Outra pergunta: “Para que serve o dedo indicador do urologista?” Devo advertir o meu leitor pouco informado que os urologistas são os médicos que os homens mais temem, precisamente por causa do seu dedo indicador. Num congresso médico um urologista amigo, esticou as mãos e disse: “Veja como o meu dedo indicador da mão direita é mais grosso que o dedo indicador da mão esquerda...” Era verdade... Por não saber para que serve o dedo indicador do urologista um deputado ( se ele não sabe para que serve o dedo indicador de um urologista, coisa de conhecimento público até das mulheres,  poderá o dito deputado saber das coisas mais graves da vida política, que muito se parece com um consultório de urologista, tendo o povo como paciente? )  subiu à tribuna para acusar o seu urologista de haver desrespeitado o seu excelentíssimo cu. Perdoem-me os meus leitores, pelo uso dessa palavra de duas letras tão chula. Mas, o que é isso comparado àquilo que os corruptos estão fazendo enquanto dizem “Vossa Excelência”? Valho-me do antecedente da Adélia Prado que escreveu um texto inteiro sobre tal orifício. Pornográfico mesmo foi o deputado que, ignorando para que serve o dedo do urologista, levou o seu excelentíssimo cu para a tribuna. Isso teve repercussões internacionais e os portugueses morreram de rir dos brasileiros. No Brasil rimos das piadas dos portugueses. Mas os portugueses se riem da política brasileira.

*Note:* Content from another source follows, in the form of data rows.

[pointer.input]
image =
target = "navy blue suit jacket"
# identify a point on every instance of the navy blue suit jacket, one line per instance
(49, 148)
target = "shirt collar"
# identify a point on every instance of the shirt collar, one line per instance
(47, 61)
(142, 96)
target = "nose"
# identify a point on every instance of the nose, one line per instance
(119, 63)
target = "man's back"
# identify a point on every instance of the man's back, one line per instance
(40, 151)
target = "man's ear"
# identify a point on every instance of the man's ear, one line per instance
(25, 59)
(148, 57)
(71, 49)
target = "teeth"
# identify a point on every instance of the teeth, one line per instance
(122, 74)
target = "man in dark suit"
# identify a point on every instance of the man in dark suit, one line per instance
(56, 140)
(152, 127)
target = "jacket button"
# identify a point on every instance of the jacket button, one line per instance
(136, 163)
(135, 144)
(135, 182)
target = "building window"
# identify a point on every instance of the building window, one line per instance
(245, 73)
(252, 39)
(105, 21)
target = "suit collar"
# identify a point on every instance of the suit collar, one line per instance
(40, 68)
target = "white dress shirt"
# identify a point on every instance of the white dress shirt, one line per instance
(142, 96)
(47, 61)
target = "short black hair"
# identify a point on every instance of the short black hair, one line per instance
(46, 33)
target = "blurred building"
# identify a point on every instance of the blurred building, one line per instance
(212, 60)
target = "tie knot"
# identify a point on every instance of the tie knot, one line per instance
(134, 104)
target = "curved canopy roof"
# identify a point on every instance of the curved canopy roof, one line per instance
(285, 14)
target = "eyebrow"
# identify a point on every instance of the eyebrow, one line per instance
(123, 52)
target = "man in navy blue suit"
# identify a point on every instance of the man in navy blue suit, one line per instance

O exame vestibular seria, assim, feito com perguntas óbvias, tiradas do cotidiano da vida. Se o pretendente  não passasse não poderia se candidatar.

Aí estão essas duas modestas propostas que, se aplicadas de forma correta, matarão dois coelhos com uma cajadada só: a corrupção e a burrice. Espero a ocasião propícia para apresentá-las ao congresso nacional.

RUBEM ALVES.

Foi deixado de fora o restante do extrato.